LOCAL: Basílica de Santa Croce em Florênça, Itália
Projeto tumular : Giorgio Vasari (Arezzo, 30 de julho de 1511  Florença, 27 de junho de 1574)
Escultura do busto e a escultura da Pintura:Battista Lorenzi (1527-1594)
Escultura da “Escultura”: Valério Cioli (1529-1599)
Escultura da Arquitetura:Giovanni Bandini (1527-1594
Fotos: Wikipidea, Lindos(Picasaweb.google.com)
Descrição Tumular: Helio Rubiales



PERSONAGEM
Michelangelo di Lodovico Buonarroti Simoni (Caprese6 de Março de 1475 —Roma18 de Fevereiro de 1564), mais conhecido simplesmente como Miguel Ângelo ou Michelangelo , foi um pintorescultorpoeta e arquiteto italiano, considerado um dos maiores criadores da história da arte do ocidente.
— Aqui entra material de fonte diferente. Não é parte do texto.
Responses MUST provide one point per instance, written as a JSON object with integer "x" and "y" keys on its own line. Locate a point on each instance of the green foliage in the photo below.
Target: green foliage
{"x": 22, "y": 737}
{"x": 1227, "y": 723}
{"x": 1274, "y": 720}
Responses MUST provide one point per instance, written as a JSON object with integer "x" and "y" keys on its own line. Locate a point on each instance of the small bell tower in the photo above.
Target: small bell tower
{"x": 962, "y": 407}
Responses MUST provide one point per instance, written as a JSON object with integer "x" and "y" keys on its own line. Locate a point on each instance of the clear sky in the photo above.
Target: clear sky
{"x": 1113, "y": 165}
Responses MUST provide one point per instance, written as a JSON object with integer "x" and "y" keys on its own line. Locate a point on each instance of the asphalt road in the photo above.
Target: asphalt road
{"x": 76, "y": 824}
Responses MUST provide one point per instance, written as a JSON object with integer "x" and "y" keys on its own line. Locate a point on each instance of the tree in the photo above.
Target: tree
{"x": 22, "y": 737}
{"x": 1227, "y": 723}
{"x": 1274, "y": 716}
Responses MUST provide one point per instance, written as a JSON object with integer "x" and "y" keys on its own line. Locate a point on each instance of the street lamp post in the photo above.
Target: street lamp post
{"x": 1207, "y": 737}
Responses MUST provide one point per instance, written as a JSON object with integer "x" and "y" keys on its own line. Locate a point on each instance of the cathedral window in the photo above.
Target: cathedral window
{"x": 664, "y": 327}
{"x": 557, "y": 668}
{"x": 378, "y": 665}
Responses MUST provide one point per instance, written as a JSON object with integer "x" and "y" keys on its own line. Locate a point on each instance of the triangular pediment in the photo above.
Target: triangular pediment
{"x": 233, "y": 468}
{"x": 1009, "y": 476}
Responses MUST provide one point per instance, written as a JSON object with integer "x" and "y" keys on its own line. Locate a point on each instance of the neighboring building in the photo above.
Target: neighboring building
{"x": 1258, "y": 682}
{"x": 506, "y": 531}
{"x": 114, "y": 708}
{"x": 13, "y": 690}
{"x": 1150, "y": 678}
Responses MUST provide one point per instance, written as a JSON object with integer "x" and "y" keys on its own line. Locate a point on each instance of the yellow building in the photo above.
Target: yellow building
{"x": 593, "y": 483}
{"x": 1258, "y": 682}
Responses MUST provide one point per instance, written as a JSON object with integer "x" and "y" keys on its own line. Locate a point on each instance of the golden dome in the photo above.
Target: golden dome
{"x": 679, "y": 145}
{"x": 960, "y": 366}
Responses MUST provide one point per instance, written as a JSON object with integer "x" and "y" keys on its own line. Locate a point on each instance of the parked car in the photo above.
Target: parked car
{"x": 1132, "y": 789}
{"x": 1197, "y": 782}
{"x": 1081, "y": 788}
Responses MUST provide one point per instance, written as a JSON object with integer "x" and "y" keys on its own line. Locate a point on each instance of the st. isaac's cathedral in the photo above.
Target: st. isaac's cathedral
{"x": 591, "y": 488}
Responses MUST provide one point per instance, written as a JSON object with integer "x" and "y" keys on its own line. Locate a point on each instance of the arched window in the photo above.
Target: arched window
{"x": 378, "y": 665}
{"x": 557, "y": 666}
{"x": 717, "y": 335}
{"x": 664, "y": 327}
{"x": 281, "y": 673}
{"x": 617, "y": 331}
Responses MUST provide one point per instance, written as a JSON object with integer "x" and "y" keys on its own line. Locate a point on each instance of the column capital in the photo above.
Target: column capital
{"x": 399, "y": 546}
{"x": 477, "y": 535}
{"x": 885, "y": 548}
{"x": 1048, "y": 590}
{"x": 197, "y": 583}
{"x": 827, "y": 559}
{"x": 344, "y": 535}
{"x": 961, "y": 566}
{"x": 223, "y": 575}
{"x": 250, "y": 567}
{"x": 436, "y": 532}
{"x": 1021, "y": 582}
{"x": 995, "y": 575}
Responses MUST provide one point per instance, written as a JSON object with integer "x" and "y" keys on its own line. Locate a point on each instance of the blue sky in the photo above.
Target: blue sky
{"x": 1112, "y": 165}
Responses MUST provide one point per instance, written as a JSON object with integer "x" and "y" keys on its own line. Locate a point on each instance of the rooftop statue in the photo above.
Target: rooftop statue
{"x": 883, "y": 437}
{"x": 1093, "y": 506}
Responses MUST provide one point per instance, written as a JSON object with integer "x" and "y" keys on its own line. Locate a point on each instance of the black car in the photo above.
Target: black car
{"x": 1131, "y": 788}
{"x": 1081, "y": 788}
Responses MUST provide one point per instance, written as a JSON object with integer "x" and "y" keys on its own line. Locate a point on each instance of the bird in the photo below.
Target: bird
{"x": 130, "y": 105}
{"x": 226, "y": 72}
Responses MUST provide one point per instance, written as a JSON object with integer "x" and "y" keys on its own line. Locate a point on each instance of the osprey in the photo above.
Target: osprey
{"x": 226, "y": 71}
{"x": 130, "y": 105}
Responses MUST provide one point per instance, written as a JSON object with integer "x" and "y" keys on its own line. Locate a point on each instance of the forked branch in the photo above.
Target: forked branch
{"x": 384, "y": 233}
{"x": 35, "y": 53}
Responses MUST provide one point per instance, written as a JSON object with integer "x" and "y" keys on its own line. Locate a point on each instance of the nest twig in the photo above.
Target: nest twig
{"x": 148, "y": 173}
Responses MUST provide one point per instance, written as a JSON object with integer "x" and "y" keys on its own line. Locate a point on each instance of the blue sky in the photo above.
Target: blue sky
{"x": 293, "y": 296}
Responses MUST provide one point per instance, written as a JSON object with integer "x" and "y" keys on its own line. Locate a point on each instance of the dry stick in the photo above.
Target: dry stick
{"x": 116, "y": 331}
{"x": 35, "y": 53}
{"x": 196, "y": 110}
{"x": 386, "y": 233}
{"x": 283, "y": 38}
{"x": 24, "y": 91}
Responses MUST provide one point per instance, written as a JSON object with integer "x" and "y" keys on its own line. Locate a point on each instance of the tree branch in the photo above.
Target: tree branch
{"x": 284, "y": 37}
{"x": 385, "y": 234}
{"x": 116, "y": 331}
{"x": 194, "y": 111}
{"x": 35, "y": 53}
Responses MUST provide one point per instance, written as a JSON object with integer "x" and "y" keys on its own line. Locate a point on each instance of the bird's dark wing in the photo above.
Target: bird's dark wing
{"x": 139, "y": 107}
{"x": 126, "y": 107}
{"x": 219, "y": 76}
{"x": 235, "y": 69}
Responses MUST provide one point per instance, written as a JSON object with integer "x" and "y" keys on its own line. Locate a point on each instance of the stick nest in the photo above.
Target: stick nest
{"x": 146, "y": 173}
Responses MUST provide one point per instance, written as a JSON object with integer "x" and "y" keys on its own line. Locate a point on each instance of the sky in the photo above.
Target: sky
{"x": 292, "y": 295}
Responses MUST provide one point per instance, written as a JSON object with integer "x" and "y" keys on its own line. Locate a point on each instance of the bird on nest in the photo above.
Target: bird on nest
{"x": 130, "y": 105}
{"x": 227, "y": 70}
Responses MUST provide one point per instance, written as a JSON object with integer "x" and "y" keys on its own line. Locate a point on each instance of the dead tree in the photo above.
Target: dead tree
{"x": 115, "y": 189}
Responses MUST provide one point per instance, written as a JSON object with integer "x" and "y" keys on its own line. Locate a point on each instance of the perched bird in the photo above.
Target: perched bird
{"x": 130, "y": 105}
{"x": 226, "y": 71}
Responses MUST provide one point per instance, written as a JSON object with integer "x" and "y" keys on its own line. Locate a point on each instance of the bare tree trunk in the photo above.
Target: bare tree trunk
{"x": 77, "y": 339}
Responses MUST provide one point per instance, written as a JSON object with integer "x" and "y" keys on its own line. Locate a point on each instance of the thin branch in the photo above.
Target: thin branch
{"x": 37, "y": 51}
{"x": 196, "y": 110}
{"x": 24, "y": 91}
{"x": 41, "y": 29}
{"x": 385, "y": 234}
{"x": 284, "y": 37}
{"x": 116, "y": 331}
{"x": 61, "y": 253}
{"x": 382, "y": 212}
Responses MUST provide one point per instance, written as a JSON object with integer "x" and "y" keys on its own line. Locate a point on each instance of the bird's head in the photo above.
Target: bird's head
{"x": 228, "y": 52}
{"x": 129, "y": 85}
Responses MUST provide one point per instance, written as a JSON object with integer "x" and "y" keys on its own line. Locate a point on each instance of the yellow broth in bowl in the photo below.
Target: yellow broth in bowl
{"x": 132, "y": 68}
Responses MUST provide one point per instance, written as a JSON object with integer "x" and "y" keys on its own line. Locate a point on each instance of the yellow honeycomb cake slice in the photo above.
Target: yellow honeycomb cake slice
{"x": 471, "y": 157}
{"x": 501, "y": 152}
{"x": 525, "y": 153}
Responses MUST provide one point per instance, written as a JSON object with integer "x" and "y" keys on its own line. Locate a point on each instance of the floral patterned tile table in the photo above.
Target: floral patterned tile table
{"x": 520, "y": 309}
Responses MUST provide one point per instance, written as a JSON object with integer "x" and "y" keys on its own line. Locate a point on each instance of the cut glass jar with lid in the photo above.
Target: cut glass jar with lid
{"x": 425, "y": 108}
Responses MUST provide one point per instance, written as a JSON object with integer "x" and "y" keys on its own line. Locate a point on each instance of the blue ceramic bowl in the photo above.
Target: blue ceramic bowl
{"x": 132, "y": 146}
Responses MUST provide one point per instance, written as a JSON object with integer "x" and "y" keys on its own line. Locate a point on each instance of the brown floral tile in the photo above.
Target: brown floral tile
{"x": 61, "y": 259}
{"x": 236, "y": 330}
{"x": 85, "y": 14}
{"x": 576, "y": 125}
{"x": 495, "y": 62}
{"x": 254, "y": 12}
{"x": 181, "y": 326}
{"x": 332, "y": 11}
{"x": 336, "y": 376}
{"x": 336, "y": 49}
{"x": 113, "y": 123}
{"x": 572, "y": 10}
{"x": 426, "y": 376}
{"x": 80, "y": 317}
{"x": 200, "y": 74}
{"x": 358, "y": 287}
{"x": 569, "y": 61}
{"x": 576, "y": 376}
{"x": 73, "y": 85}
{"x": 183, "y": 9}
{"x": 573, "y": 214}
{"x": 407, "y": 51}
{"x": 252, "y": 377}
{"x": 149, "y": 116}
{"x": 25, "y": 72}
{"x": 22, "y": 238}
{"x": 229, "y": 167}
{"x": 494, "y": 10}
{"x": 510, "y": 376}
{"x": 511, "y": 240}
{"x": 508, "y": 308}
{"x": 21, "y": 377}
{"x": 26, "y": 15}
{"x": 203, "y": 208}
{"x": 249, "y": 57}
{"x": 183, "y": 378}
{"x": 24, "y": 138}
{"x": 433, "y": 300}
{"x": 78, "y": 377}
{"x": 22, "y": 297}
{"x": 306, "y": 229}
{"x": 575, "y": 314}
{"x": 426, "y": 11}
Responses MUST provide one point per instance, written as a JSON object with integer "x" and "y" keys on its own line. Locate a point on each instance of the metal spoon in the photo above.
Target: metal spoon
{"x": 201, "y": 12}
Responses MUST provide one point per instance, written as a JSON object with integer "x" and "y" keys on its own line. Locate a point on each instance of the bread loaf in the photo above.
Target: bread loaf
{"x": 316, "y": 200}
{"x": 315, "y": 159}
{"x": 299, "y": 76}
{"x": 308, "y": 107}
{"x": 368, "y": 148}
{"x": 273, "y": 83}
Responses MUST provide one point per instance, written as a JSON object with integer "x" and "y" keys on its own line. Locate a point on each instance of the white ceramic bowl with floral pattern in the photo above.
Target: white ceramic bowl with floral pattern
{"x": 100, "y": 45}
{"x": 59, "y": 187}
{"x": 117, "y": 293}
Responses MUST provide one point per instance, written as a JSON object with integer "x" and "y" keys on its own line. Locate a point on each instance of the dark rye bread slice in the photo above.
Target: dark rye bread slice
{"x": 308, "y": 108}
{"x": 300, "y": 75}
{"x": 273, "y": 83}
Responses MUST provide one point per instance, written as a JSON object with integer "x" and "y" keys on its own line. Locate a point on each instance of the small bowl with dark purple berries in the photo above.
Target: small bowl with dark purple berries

Morreu aos 88 anos de idade.
BIOGRAFIA
Ele desenvolveu o seu trabalho artístico por mais de setenta anos entre Florença e Roma, onde viveram seus grandes mecenas, a família Medici de Florença, e vários papas romanos. Iniciou-se como aprendiz dos irmãos Davide e Domenico Ghirlandaioem Florença. Tendo seu talento logo reconhecido, tornou-se um protegido dos Medici, para quem realizou várias obras. Depois fixou-se em Roma, onde deixou a maior parte de suas obras mais representativas. Sua carreira se desenvolveu na transição do Renascimento para o Maneirismo, e seu estilo sintetizou influências da arte da Antiguidade clássica, do primeiro Renascimento, dos ideais do Humanismo e do Neoplatonismo, centrado na representação da figura humana e em especial no nu masculino, que retratou com enorme pujança. Várias de suas criações estão entre as mais célebres da arte do ocidente, destacando-se na escultura o Baco, a Pietà, o David, as duas tumbas Medici e o Moisés; na pintura o vasto ciclo do teto da Capela Sistina e o Juízo Final no mesmo local, e dois afrescos na Capela Paulina; serviu como arquiteto da Basílica de São Pedro implementando grandes reformas em sua estrutura e desenhando a cúpula, remodelou a praça do Capitólio romano e projetou diversos edifícios, e escreveu grande número de poesias.
Ainda em vida foi considerado o maior artista de seu tempo; chamavam-no de o Divino, e ao longo dos séculos, até os dias de hoje, vem sendo tido na mais alta conta, parte do reduzido grupo dos artistas de fama universal, de fato como um dos maiores que já viveram e como o protótipo do gênio. Michelangelo foi um dos primeiros artistas ocidentais a ter sua biografia publicada ainda em vida. Sua fama era tamanha que, como nenhum artista anterior ou contemporâneo seu, sobrevivem registros numerosos sobre sua carreira e personalidade, e objetos que ele usara ou simples esboços para suas obras eram guardados como relíquias por uma legião de admiradores. Para a posteridade Michelangelo permanece como um dos poucos artistas que foram capazes de expressar a experiência do belo, do trágico e do sublime numa dimensão cósmica e universal.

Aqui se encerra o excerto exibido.